It’s been several days since the Wall Street Journal first reported that Donald Trump’s lawyer, shortly before the 2016 presidential election, arranged a $130,000 payment to a former adult-film star. The story was quickly met with a series of denials.
What it wasn’t met with was an around-the-clock, red-siren, screaming-all-caps feeding frenzy.
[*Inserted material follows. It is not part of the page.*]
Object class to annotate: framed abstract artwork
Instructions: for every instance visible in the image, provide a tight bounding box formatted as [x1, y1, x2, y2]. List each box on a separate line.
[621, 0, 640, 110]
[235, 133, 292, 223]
In fact, much of the political world remained focused on other Trump-related controversies, and largely ignored Friday’s bombshell in the WSJ.
The New York Times‘ Michelle Goldberg wrote a great column on this, noting the demise of ’90s-era standards about presidents and sex scandals, and the role of conservatives, eager to protect their political ally in the Oval Office, in killing off “the last remaining unspoken rules about presidential sexual ethics.”
On Friday, The Wall Street Journal reported that, a month before the 2016 election, Donald Trump’s lawyer Michael Cohen arranged a $130,000 payout to the porn star Stephanie Clifford, known by the stage name Stormy Daniels, to stop her from discussing a 2006 dalliance with Trump. The New York Times added new details. The Daily Beast then reported that another porn actress, Jessica Drake, who had accused Trump of offering her $10,000 for sex, signed a nondisclosure agreement barring her from talking about the president.
In any other administration, evidence that the president paid hush money to the star of “Good Will Humping” during the election would be a scandal. In this one it has, so far, elicited a collective shrug.
As Goldberg explained, the left doesn’t much care about Trump’s personal sexual escapades, so long as his relationships were consensual. The right, suddenly discovering the value of moral relativism, appears to care even less because of conservatives’ marriage of convenience with Trump.
Indeed, the right made this bargain before the president was even elected. Conservatives knew precisely what they were getting by forging a partnership with a secular, thrice-married, casino-owning adulterer. They didn’t hesitate before the election and they see no value in looking back now.
And perhaps that’s a good thing. Maybe the political world has forged a new consensus about presidents and their private lives. Perhaps the American mainstream can separate with clear eyes the difference between a bad spouse and a politician, which is as it should be.
But can we still talk about that $130,000?